Discovery Of 130 Million-Year-Old Fossil Suggests Earth's First Flowering Plants Were Rather Plain
SAN FRANCISCO (CBS SF) -- The most ancient known flowering plant on earth wasn't very pretty by today's standards.
A team of scientists analyzed fossilized specimens discovered a century ago in Spanish lakes, and determined they were likely the oldest flowering plants on earth.
Montsecia vidalii is an aquatic plant, and looks rather plain -- more weed-like than floral. The plants are estimated to have lived more than 130 million years ago, during the Cretacious period, when dinosaurs still roamed the earth.
The findings were published in the August edition of the Proceedings of the National Academy of Sciences of the United States.

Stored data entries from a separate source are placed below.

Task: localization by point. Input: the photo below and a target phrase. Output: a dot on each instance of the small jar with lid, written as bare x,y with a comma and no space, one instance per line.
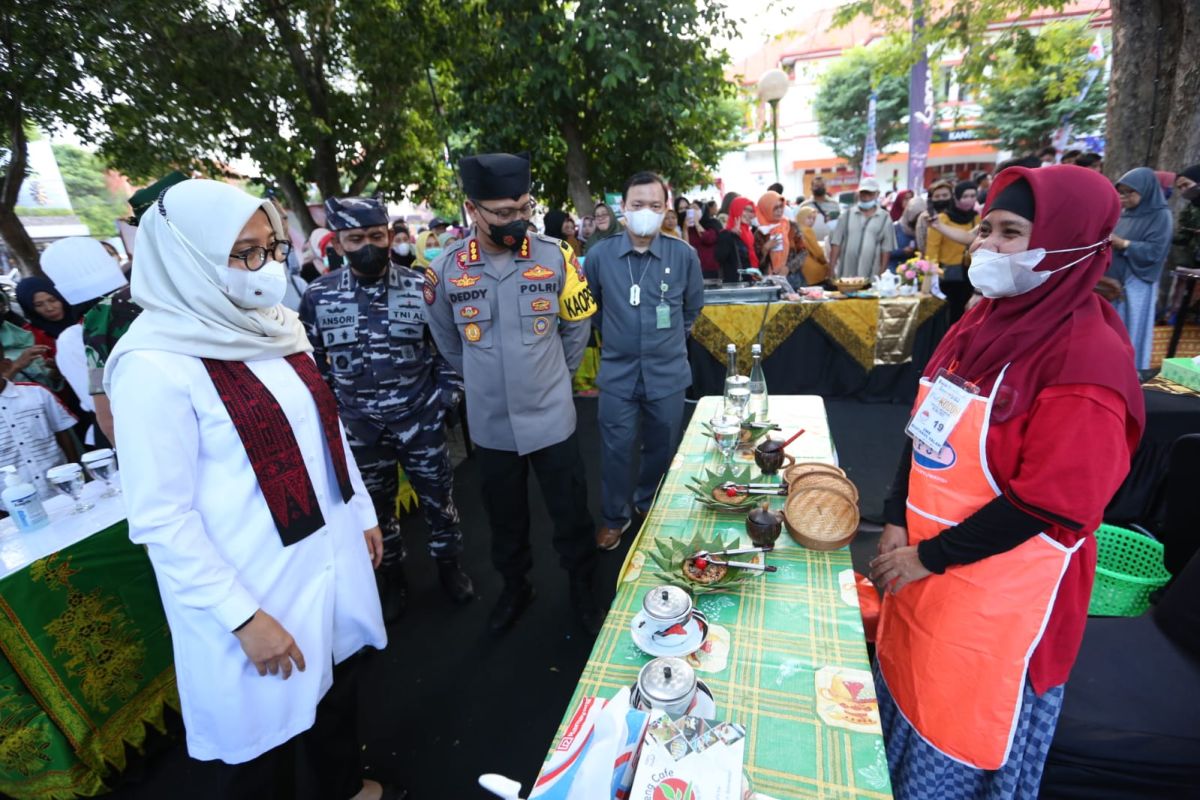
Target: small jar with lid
666,606
667,684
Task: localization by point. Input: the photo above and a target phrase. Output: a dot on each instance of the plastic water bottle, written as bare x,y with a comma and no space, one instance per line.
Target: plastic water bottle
22,501
757,386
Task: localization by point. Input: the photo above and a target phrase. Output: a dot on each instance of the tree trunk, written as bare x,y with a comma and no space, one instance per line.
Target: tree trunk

David Dilcher, a paleobotanist at Indiana University who analyzed the plant told NPR "there were not many flowering plants at that time."
Dilcher prefers to call it the "oldest submerged aquatic plant that we have any fossil record of," instead of a flower.
He says the concept of flowers is really a "poetic concept."
Montsecia vidalii had no petals or fragrance, produced no nectar, and had none of the allure of the flowers on earth today. But it had a seed, one of the main characteristics of angiosperms.
And, like modern flowers, the ancient Montsecia also had a system of pollination. It didn't require insects. It worked underwater, "using water currents in the lakes to disperse their pollen to female flowers." Perhaps there lies the depth of its true beauty.
While it's not the most attractive specimen, researchers say Montsecia vidalii opens the possibility that aquatic plants were locally common at a very early stage of angiosperm evolution and that aquatic habitats may have played a major role in the diversification of some early angiosperm lineages."